I used Symfony2 with the RabbitMqBundle to create a worker that sends documents to ElasticSearch. Indexing documents at a one-by-one rate is much slower than using the ElasticSearch bulk API. Therefore I created a buffer that flushes the documents to ES in groups of thousand. The code looks (a bit simplified) as follows:
class SearchIndexator
{
protected $elasticaService;
protected $buffer = [];
protected $bufferSize = 0;
// The maximum number of documents to keep in the buffer.
// If the buffer reaches this amount of documents, then the buffers content
// is send to elasticsearch for indexation.
const MAX_BUFFER_SIZE = 1000;
public function __construct(ElasticaService $elasticaService)
{
$this->elasticaService = $elasticaService;
}
/**
* Destructor
*
* Flush any documents that remain in the buffer.
*/
public function __destruct()
{
$this->flush();
}
/**
* Add a document to the indexation buffer.
*/
public function onMessage(array $document)
{
// Prepare the document for indexation.
$this->doHeavyWeightStuff($document);
// Create an Elastica document
$document = new \Elastica\Document(
$document['key'],
$document
);
// Add the document to the buffer.
$this->buffer[] = $document;
// Flush the buffer when max buffersize has been reached.
if (self::MAX_BUFFER_SIZE <= ++$this->bufferSize) {
$this->flush();
}
}
/**
* Send the current buffer to ElasticSearch for indexation.
*/
public function flush()
{
// Send documents to ElasticSearch for indexation.
if (1 <= $this->bufferSize) {
$this->elasticaService->addDocuments($this->buffer);
}
// Clear buffer
$this->buffer = [];
$this->bufferSize = 0;
}
}
This all works quite nice but there is a slight problem.

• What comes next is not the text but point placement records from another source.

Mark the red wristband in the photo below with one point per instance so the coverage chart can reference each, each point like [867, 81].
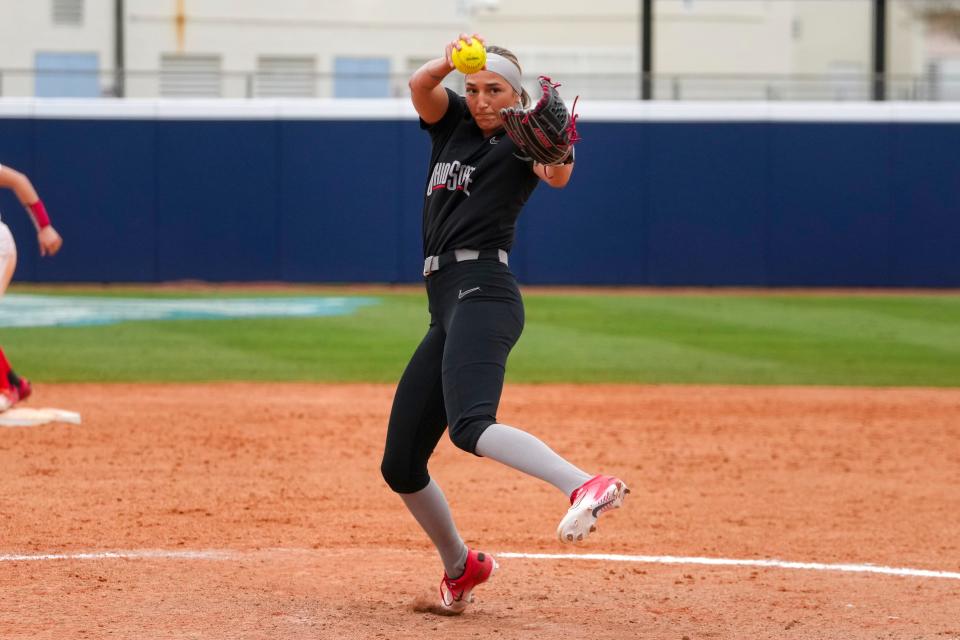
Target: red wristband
[39, 214]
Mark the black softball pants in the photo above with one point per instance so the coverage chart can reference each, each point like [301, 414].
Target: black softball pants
[455, 377]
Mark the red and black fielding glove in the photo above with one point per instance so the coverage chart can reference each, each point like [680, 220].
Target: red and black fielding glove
[546, 132]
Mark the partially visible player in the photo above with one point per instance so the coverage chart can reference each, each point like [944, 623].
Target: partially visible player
[14, 388]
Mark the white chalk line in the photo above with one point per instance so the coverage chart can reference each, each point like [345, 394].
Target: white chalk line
[728, 562]
[141, 554]
[226, 554]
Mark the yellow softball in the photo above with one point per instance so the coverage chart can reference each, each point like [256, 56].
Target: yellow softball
[470, 58]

The queue gets filled with messages at an unpredictable rate. Sometimes 100000 in 5 minutes, sometimes not one for hours. When there are for instance 82671 documents queued, the last 671 documents don't get indexated before receiving another 329 documents which might take hours. I would like to be able to do the following:
Warning: Sci-Fi code! This obviously won't work:
class SearchIndexator
{
protected $elasticaService;
protected $buffer = [];
protected $bufferSize = 0;
protected $flushTimer;
// The maximum number of documents to keep in the buffer.
// If the buffer reaches this amount of documents, then the buffers content
// is send to elasticsearch for indexation.
const MAX_BUFFER_SIZE = 1000;
public function __construct(ElasticaService $elasticaService)
{
$this->elasticaService = $elasticaService;
// Highly Sci-fi code
$this->flushTimer = new Timer();
// Flush buffer after 5 minutes of inactivity.
$this->flushTimer->setTimeout(5 * 60);
$this->flushTimer->setCallback([$this, 'flush']);
}
/**
* Destructor
*
* Flush any documents that remain in the buffer.
*/
public function __destruct()
{
$this->flush();
}
/**
* Add a document to the indexation buffer.
*/
public function onMessage(array $document)
{
// Prepare the document for indexation.
$this->doHeavyWeightStuff($document);
// Create an Elastica document
$document = new \Elastica\Document(
$document['key'],
$document
);
// Add the document to the buffer.
$this->buffer[] = $document;
// Flush the buffer when max buffersize has been reached.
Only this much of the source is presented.